Message. The keynote of the book is contained in the phrase “the just shall live by his faith” or “in his faithfulness”, 2. 4 R.V. marg. Three great New Testament books take up this phrase and through their different emphases unfold something of the wealth expressed in it. In Galatians the word “faith” is underlined, 3. 11, as that which distinguishes true Christianity from mere law-keeping. In Romans where the question “how can man be just with God” is fully answered, the apostle places the stress on the word “just” in the quotation from Habakkuk, Rom. 1. 17. In Hebrews, the writer addresses those who had started on the Christian pathway by faith but who were forgetting the former days. To such he emphasises the word “live” in the quotation, 10. 38, to press home the salutary lesson of continuing in the Christian life by faith. In his “Song of Ascents” the prophet passes from trouble, ch. 1, through trust, ch. 2, to triumph, ch. 3.

Suggested Analysis

  • His perplexity. The trial of faith, ch. 1.
  • The Sins of God’s People, 1-4. Why is God so deaf? His burden, 1; His problem, 2; Divine indolence, 2; Iniquity and insurrection, 3-4; Divine indifference, 3-4.
  • The Strangeness of God’s Way, 5-11. History under divine control, 5-6; Invasion by a dreadful foe, 7-11.
  • The Strength of God’s Character, 12-17. Appeal to the majesty of Jehovah, 12a; Apprehension of the purpose of Jehovah, 12b; Anxiety about the government of Jehovah, 13; Awareness of the wickedness of nations, 14-17.
  • His patience. The trust of faith, ch. 2.
  • The Attitude, waiting, 1.
  • The Answer, write the message, 2-4.
  • The Announcement, woes on the Chaldeans, 5-19.

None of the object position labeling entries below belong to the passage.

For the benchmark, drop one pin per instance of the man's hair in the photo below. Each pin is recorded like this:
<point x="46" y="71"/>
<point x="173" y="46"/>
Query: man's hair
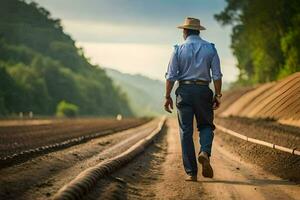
<point x="192" y="32"/>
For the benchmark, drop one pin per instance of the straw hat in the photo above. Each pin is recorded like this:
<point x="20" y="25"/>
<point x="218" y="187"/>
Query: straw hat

  • The Anticipation, Jehovah reigneth, 20.
  • His prayer and praise. The triumph of faith, ch. 3.
  • His Petition. For remembrance and revival, 1-2.
  • His Praise of Jehovah, 3-15. Poem about divine glory, 3-6; Divine government, 7-11; Divine goings, 12-15.

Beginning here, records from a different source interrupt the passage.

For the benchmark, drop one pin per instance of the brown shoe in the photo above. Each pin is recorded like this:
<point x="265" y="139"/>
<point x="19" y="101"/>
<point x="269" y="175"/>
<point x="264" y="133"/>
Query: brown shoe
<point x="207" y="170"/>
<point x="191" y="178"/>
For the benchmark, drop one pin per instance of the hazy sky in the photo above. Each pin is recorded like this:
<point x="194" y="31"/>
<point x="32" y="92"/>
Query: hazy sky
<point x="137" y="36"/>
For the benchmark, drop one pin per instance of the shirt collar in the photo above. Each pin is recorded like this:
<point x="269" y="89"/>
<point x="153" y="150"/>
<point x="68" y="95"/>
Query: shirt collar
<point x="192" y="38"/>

  • His Peace in Jehovah, 16-18. Fear and trembling, 16; Faith amid trouble, 17; Final triumph and joy, 18.
  • His Power in Jehovah, 19. Faith makes him sing, 18; Faith makes him strong, 19; Faith makes him swift, sure, 19.
  • Suggestions for Study

    1. Collect and meditate on the beautiful texts in the book, e.g, 1. 12-13; 2. 14, 20; 3. 18-19.

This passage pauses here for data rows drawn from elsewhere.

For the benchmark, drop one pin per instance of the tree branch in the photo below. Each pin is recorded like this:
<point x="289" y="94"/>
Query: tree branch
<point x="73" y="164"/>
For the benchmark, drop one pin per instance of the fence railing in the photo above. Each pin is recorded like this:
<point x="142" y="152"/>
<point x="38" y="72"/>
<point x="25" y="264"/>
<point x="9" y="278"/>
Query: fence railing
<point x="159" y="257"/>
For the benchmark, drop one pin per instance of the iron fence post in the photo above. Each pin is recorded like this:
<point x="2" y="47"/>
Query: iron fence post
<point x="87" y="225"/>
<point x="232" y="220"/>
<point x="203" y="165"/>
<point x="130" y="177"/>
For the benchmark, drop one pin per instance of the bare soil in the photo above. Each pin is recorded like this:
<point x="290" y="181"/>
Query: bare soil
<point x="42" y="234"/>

    2. Discover why we might appropriately entitle chapter one as “The wailing chapter”, chapter two as “The waiting chapter” and chapter three as “The worshipping chapter”.
    3. Find verses which present this man of God as a seer and scholar in chapter 1, as a watchman and preacher in chapter 2, as an intercessor, poet, singer and saint in chapter three.
    4. Trace the attributes of Jehovah in the book.
    5. Carefully and prayerfully weigh the message of 3. 17-19. Remember we too walk by faith and not by sight, 2 Cor. 4. 16-18.

    Message for today. The book declares and demonstrates the consistency of the character of God in view of permitted evil. We may rest here having unshaken confidence in God when all around us fails.